Em dia de rescaldo eleitoral, a mãe de P., um adulto com deficiência cognitiva, contou-nos que o filho lhe mostrou a intenção de querer votar, algo não habitual, e disse-lhe especificamente em quem: o senhor que está doente. P. não sabe de quem se trata, quais as suas propostas políticas, nem sequer que é, tal como ele, um benfiquista ferrenho. É tão-só um senhor doente que o tocou na sua sensibilidade, na ingenuidade de quem vê o mundo com pureza.
Do alto do seu mais de metro e oitenta, P. é um menino num corpo de um homem com H, respeitador de todos por igual, e mais ainda dos que envergam uma farda.
As mulheres, trata-as como «minha menina», abraça-as e beija-lhes a mão.
Um verdadeiro “gentleman”, sem segundas intenções.
Já outros, é o que se tem visto, e ouvido, ao longo dos últimos pesarosos anos.
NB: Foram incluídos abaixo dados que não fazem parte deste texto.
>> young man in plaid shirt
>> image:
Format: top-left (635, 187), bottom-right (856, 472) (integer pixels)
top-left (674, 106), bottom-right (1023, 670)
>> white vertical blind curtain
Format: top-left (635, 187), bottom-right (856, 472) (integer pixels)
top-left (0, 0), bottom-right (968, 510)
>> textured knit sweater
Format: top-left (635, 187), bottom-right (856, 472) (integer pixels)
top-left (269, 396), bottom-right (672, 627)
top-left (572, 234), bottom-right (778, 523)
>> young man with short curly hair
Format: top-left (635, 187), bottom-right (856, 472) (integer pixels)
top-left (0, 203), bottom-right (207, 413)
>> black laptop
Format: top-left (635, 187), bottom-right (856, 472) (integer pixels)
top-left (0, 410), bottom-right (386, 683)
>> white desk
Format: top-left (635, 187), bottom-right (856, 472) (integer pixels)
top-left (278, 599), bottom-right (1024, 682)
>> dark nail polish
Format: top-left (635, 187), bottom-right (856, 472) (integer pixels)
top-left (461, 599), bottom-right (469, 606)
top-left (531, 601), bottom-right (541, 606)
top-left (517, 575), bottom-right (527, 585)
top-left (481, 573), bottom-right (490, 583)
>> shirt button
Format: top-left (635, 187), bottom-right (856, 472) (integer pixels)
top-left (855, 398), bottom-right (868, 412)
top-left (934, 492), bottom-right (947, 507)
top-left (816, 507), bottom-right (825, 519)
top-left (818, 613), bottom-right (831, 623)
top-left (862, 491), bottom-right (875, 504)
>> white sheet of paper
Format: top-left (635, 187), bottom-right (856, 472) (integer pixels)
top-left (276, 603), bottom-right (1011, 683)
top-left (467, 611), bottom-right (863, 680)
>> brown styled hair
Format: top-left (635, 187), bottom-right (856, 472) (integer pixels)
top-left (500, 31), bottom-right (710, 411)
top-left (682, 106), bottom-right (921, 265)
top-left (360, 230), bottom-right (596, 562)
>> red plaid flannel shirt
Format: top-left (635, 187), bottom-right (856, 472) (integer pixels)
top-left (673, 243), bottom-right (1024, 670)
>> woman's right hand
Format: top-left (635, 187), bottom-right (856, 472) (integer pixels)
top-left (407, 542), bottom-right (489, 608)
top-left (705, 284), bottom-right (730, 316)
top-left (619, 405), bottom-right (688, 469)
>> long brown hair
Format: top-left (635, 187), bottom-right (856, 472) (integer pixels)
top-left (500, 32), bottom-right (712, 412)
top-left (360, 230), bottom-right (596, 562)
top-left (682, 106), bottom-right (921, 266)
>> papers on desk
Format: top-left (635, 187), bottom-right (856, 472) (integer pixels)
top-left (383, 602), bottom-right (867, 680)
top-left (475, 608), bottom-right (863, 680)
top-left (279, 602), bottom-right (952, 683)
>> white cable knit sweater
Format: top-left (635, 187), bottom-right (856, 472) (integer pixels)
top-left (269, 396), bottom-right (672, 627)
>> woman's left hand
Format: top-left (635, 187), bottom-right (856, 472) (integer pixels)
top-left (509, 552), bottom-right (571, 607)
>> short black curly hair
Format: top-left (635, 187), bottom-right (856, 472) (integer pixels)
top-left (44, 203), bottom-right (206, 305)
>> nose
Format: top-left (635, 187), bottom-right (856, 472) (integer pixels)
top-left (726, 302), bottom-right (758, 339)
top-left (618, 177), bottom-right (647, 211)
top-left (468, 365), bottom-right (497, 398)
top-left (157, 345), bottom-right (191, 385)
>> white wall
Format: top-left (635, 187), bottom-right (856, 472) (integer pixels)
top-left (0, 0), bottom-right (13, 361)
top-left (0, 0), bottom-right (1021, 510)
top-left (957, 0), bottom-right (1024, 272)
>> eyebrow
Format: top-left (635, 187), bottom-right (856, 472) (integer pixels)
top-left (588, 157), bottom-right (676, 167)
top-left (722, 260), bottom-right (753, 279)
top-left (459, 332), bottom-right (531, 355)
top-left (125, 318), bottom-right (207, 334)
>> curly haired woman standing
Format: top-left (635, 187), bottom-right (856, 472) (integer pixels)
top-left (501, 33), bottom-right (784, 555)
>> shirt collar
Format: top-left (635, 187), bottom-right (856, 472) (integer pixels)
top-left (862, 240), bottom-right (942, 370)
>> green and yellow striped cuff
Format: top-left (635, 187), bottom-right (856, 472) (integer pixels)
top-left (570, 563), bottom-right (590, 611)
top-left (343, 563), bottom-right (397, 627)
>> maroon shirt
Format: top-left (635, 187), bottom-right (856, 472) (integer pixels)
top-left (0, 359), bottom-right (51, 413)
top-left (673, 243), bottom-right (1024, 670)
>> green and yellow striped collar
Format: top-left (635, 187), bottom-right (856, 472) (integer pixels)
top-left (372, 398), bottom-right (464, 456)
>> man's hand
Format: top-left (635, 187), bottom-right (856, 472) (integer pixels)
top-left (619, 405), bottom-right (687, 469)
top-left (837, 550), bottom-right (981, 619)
P. conhece alguns rostos da televisão, e de alguns sabe-lhes o nome. Opiniões tem-nas do que vai ouvindo aqui e ali, de pessoas próximas ou conhecidas, sem as questionar. A sua deficiência cognitiva é-lhe inata, há, no entanto, quem prefira “adoptar” a cada vez mais apetitosa ignorância cognitiva, o pensamento preguiçoso e presunçoso, próprio de quem vive na caverna da alegoria de Platão, cego e mudo com o que se passa no exterior, ofuscado pela escuridão e intoxicado com o cheiro a naftalina que exala do cérebro.
Pensar é um acto de coragem, ousadia, liberdade. A tão temível liberdade que se perdeu nas brumas do conservadorismo bacoco depois de tantas décadas de triunfo.
Este regresso ao longínquo século das Trevas é consequência da falta de coragem em pensar, em questionar, daí que «alguns dos piores resultados do Chega acontecem em freguesias com maiores níveis de instrução», in Polígrafo – O primeiro jornal português de Fact-Checking.
Facto histórico, tudo o resto são factos histéricos.